DANVILLE — A projected 9 percent decrease in projected equalized assessed valuation on properties for 2012 means city officials will have to cut $1.5 million in expenses to keep the property tax rate around $2 per $100 equalized assessed valuation.
“It will mean cuts in personnel and cuts in services, perhaps,” Mayor Scott Eisenhauer said.
Vermilion County Supervisor of Assessments Matt Long and Eisenhauer gave the bleak news to the city council’s Public Services Committee Wednesday night.
Long said the numbers are still being figured, with farmland seeing increases in value, but residential and commercial seeing decreases. He said big industrial buildings, such as in the Eastgate area, are sitting empty and “need to get filled sooner than later.”
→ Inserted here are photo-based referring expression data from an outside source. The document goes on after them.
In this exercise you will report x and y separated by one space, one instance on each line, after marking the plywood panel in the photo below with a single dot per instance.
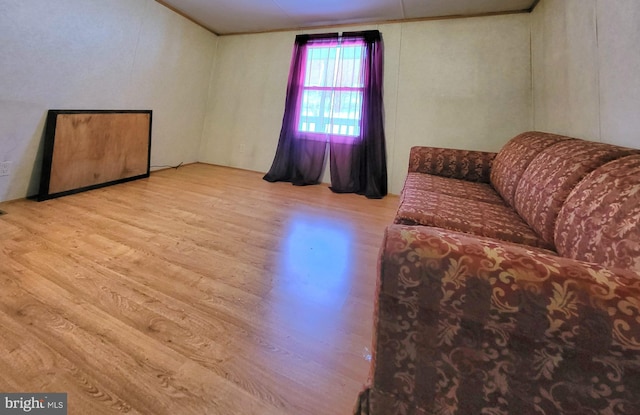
88 149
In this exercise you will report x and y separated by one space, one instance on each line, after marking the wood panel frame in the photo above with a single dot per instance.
89 149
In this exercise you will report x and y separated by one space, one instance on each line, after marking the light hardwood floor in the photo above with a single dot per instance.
201 290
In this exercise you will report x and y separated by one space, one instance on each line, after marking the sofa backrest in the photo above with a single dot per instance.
514 158
600 219
552 175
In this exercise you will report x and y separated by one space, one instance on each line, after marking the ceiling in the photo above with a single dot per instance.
225 17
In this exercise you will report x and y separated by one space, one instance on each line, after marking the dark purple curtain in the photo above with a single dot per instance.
361 166
357 164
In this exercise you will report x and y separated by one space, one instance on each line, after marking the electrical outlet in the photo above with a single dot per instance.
5 168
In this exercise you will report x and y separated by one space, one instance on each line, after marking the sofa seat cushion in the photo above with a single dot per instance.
514 158
482 192
599 220
422 207
553 174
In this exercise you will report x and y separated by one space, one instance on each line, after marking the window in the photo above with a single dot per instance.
333 88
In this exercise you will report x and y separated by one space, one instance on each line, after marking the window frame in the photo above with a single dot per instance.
337 44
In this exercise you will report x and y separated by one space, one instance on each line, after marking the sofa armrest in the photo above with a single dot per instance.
470 325
468 165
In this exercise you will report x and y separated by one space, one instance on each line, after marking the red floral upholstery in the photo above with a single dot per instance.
420 207
468 325
474 317
514 158
473 166
600 221
552 174
482 192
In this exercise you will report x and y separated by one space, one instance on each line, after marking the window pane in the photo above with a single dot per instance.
332 94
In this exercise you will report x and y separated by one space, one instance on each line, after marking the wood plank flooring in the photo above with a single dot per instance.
200 290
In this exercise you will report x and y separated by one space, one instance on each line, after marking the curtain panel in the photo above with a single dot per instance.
357 155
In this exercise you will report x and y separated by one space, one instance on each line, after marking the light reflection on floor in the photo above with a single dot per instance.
314 275
315 262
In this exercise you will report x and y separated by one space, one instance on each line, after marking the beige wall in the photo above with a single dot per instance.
586 69
116 54
462 83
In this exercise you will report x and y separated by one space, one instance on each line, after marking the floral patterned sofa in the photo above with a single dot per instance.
510 283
Bunge also has dismantled a few of its buildings, which is affecting the assessed value, Long said.
Eisenhauer said the city saw a 6 percent equalized assessed valuation decrease last year, from $342 million in 2010 to $321 million in 2011. But due to abatements, the city’s $1.97 per $100 equalized assessed valuation property tax rate stayed about the same.
If the 9 percent decrease holds true, the city will go back to numbers it hasn’t seen since 2000-2001 when the equalized assessed valuation was $300 million or less.
If the city was to make no cuts or not increase its abatements, the city’s property tax rate would increase to $2.24 per $100 equalized assessed valuation.
“That is absolutely unacceptable,” Eisenhauer said.
“In order for us to focus back on a reasonable and acceptable tax levy rate, I think we need to be around that $2 mark,” he added.
Aldermen will have a tax levy study session at 6 p.m. Tuesday at city hall.
“We have a lot of work ahead of us,” Eisenhauer told the aldermen. He said everything is on the table, except to keep some reserve funding.
City Comptroller Gayle Lewis said the city is about $400,000 ahead in revenues so far this fiscal year.